The new report from the British Chambers of Commerce, A Tale of the Cities: the best of times?, set out to chart this economic development and to analyse what has made it a success. It also provokes some difficult questions, not least; can economic development and social inclusion go hand in hand? And it sets out a series of recommendations on what cities now need if they are to ensure future growth and prosperity.

Cities, city-regions, regional economic performance, devolution… all have been common currency in government and policy circles in recent years. With ever growing challenges to the UK’s global competitiveness the performance of our cities and regions is set to remain a priority for Brown’s government in the foreseeable future.

But what about beyond Westminster and Whitehall? Here too there is near-universal consensus that cities drive our economy and a recognition that significant progress has been made in our cities. But there is also a clear grasp of what needs to be achieved and how to get there. Whereas centrally the private sector’s role in regeneration and economic development is often overlooked, at a city level there are close partnerships between private and public sectors, between Chambers and Local Authorities. It is these partnerships that have paved the way for the success stories in urban revival.

In Birmingham, the ‘Birmingham Alliance’ business partnership worked closely with the city authority to redevelop the Bullring, helping to drive the city’s economic boom and create around 8000 jobs. In Edinburgh, the Chamber of Commerce is leading the way in ‘Business Gateway’ – a programme of support for business start-up and growth – helping the city’s economy grow rapidly. And in Nottingham, the vast majority of regeneration initiatives including the Southside, Old Market Square and the Station Masterplan, have involved Nottingham Development Enterprise, in which the Chamber of Commerce was a founding partner.

In our leading cities, mature public-private relationships are emerging and delivering success. But if we are to sustain this revival and build on the gains already made, gains which cannot be taken for granted, these arrangements should be formalised through a national framework for city-region partnerships. Cities should have the flexibility to adopt the leadership model best suited to them – whether it be along the lines of the Business Leadership Council which Greater Manchester Chamber of Commerce is developing in conjunction with the Association of Greater Manchester Authorities, or Birmingham’s business representation on the City Region Executive Board. There should not be one prescriptive model laid down by central government, but a clear green light for cities to formalize existing partnerships.

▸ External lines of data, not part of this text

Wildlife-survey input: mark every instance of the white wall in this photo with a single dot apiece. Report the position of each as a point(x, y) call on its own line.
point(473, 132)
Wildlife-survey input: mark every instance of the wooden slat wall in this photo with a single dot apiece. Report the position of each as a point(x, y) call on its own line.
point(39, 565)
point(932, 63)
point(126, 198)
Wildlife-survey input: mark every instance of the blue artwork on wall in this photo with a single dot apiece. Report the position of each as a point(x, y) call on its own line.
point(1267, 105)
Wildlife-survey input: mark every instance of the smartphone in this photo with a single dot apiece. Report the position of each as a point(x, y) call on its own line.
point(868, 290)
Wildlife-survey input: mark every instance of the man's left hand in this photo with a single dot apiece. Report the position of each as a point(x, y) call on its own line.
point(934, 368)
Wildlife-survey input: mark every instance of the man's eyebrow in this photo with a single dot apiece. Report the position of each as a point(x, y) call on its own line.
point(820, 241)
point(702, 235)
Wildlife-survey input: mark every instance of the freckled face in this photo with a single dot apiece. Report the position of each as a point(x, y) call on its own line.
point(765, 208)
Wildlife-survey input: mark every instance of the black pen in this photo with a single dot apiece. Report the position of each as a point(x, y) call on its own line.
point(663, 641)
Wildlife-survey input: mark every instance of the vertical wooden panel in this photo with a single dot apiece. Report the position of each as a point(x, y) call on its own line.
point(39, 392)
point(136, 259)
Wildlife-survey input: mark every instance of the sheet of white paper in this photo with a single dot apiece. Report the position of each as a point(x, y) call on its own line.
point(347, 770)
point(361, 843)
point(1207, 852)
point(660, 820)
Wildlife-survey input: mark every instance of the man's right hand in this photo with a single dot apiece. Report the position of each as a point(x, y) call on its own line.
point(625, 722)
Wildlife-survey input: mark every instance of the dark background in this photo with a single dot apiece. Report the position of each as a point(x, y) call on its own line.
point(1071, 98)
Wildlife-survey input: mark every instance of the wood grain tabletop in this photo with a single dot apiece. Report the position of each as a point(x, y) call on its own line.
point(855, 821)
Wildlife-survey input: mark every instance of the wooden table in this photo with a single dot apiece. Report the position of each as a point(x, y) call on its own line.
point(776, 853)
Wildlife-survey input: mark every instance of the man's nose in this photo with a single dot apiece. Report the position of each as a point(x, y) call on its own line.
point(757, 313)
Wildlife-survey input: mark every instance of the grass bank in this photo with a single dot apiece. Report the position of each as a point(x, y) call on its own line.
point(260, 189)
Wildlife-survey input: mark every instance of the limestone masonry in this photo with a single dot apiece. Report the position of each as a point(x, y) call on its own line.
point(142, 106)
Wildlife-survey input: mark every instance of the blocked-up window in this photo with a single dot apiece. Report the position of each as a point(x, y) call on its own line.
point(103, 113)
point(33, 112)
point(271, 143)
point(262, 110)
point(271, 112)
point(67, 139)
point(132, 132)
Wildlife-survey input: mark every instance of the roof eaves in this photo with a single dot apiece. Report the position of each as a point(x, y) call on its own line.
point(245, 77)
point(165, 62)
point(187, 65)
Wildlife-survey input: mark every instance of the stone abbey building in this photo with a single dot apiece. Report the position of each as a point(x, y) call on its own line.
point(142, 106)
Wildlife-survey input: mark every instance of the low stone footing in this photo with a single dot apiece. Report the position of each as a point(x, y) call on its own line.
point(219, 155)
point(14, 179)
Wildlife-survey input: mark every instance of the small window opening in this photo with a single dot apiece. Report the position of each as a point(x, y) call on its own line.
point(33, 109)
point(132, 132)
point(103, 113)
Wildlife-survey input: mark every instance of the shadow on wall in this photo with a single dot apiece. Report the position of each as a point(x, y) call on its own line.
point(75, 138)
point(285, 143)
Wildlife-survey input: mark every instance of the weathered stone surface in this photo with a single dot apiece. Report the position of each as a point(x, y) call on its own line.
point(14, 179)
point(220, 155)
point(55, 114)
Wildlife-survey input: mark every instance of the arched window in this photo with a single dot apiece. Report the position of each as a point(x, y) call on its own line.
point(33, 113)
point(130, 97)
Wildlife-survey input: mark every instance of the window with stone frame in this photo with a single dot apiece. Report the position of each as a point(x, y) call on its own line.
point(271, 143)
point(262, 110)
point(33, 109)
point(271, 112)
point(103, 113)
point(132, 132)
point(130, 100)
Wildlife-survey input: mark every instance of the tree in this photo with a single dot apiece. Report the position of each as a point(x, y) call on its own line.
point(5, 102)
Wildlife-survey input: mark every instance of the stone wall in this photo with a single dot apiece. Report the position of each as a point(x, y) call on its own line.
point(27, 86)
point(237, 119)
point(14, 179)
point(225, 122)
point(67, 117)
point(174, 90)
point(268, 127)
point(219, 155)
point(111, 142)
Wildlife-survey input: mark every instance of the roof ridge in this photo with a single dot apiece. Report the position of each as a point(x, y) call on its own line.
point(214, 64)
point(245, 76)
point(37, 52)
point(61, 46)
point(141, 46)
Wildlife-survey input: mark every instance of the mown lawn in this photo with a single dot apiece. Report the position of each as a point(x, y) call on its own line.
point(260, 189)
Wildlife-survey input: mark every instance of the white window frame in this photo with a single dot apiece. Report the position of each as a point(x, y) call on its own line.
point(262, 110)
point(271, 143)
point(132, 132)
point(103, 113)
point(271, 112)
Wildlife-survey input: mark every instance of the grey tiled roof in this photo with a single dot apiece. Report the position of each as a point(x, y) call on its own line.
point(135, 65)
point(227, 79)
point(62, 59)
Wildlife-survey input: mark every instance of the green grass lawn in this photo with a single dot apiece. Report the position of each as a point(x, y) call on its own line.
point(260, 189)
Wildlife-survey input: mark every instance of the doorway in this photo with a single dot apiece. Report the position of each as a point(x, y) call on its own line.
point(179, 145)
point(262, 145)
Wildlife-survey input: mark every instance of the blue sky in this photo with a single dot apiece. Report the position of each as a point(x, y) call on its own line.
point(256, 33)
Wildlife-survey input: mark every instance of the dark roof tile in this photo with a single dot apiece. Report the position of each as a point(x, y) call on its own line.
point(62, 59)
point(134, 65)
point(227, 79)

A Tale of the Cities identifies a number of other constraints on the continued economic success of our cities. An overhaul of the planning system is urgently required, with a presumption in favour of growth. In Newcastle, for example, restrictive planning attitudes are stifling businesses, whereas in Leeds the Chamber’s Property Forum has worked closely with the City Council to review the planning department and improvements are already being felt.

Addressing the shambolic state of cities’ transport infrastructure is imperative given that transport is intrinsic to the competitiveness of a city and UK plc. The annual cost to business of congestion stood at £17 billion in 2006. Transport planning and funding is over-centralised, leaving many cities with little scope to address their own transport bottlenecks.

Just as important to thriving city economies as physical infrastructure is a solid skills base. Our cities must become knowledge economies as this is where the UK will increasingly need to compete. For all of the cities featured in A Tale of the Cities, universities have been instrumental to their economic development. However, at the other end of the spectrum, cities have major problems of social exclusion and worklessness, into which growing economic development has failed to make significant inroads. Tale of the Cities recommends a focus on employability and basic skills within the curriculum and specialist diplomas with high quality work based learning so that young people at risk of social exclusion do not get left behind in our cities’ revival.